We vacate the district court’s dismissal of the claims against the officers and remand for further proceedings.

Mental Health Employees

Plaintiff’s claims against defendant mental health screeners are based on their Screening Report. Defendant Rhodes observed plaintiff behaving as if he were responding to visual hallucinations, and she had “reasonably trustworthy information” from the officers that plaintiff was suffering from auditory hallucinations as well. In Rhodes’ presence, plaintiff threatened to attack his neighbors when released, and Rhodes was informed by the officers that plaintiff had earlier made similar threats. These facts are sufficient to warrant a prudent man to believe the person poses a danger to himself or others, thus establishing probable cause for the emergency mental-health detention.

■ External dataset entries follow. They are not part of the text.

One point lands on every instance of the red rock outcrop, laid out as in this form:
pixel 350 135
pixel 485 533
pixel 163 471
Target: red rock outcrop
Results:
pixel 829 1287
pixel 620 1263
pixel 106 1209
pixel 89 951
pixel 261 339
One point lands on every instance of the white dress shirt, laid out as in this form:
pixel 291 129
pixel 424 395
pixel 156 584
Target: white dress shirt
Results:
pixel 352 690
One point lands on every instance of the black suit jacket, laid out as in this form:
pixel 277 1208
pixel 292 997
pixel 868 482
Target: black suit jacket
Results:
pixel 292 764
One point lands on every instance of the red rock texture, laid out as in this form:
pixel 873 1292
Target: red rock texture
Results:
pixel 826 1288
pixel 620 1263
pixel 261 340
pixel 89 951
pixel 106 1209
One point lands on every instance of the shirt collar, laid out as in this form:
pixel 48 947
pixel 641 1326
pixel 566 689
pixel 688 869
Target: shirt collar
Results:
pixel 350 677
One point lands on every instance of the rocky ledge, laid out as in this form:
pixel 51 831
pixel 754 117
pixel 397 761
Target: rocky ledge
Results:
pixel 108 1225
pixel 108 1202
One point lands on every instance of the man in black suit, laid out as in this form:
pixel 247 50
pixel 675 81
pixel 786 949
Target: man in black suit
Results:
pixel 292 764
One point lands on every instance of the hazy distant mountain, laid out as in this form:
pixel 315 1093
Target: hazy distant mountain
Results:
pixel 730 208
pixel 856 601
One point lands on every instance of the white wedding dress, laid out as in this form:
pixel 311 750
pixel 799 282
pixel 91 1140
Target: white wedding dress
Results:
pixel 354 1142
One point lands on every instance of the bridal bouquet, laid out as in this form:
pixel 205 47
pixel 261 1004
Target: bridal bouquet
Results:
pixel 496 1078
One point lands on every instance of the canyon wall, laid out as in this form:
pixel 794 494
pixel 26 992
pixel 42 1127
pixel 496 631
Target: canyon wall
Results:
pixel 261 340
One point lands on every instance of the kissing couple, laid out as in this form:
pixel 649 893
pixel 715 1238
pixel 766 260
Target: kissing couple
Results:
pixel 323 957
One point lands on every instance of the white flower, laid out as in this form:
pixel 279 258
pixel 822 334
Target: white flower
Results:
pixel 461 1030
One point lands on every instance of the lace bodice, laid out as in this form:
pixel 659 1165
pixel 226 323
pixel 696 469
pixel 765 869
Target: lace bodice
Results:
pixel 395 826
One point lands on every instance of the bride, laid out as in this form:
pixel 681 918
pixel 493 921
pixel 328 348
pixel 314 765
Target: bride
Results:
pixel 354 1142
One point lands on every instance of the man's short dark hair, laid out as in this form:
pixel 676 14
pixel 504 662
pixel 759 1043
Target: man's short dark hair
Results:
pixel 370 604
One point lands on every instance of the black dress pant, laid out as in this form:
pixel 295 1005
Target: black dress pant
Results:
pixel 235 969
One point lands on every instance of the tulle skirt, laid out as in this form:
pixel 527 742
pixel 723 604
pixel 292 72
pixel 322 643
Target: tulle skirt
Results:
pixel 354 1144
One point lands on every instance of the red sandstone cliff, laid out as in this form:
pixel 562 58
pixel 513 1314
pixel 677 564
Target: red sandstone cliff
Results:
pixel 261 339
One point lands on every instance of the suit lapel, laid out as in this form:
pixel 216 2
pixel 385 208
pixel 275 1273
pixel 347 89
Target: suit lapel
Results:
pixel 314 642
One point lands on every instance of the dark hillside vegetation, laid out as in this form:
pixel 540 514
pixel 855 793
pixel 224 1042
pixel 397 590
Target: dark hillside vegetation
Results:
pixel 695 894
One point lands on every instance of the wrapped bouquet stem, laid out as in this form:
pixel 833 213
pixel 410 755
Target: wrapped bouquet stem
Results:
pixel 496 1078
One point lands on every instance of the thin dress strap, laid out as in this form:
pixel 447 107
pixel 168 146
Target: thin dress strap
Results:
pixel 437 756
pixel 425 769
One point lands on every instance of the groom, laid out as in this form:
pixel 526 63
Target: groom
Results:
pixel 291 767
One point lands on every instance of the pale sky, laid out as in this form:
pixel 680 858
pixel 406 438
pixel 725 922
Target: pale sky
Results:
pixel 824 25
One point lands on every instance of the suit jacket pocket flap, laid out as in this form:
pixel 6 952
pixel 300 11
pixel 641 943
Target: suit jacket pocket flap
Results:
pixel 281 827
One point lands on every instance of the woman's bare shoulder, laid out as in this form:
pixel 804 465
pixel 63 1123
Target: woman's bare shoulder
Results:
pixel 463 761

We affirm the district court’s dismissal of plaintiff’s claims against the mental health agency and its employees. However, we vacate the dismissal of plaintiff’s claims against two officers.


Niemeyer, J.: I write this brief concurrence only to note that, in determining qualified immunity, we need not recognize only the pleader’s version of the facts stated in the incorporated document if the document is taken to state those facts accurately from the defendants’ point of view, here the officers’ point of view. If the document – here, the Incident Report – were taken to state accurately the officers’ perceptions, we could use those perceptions to determine qualified immunity.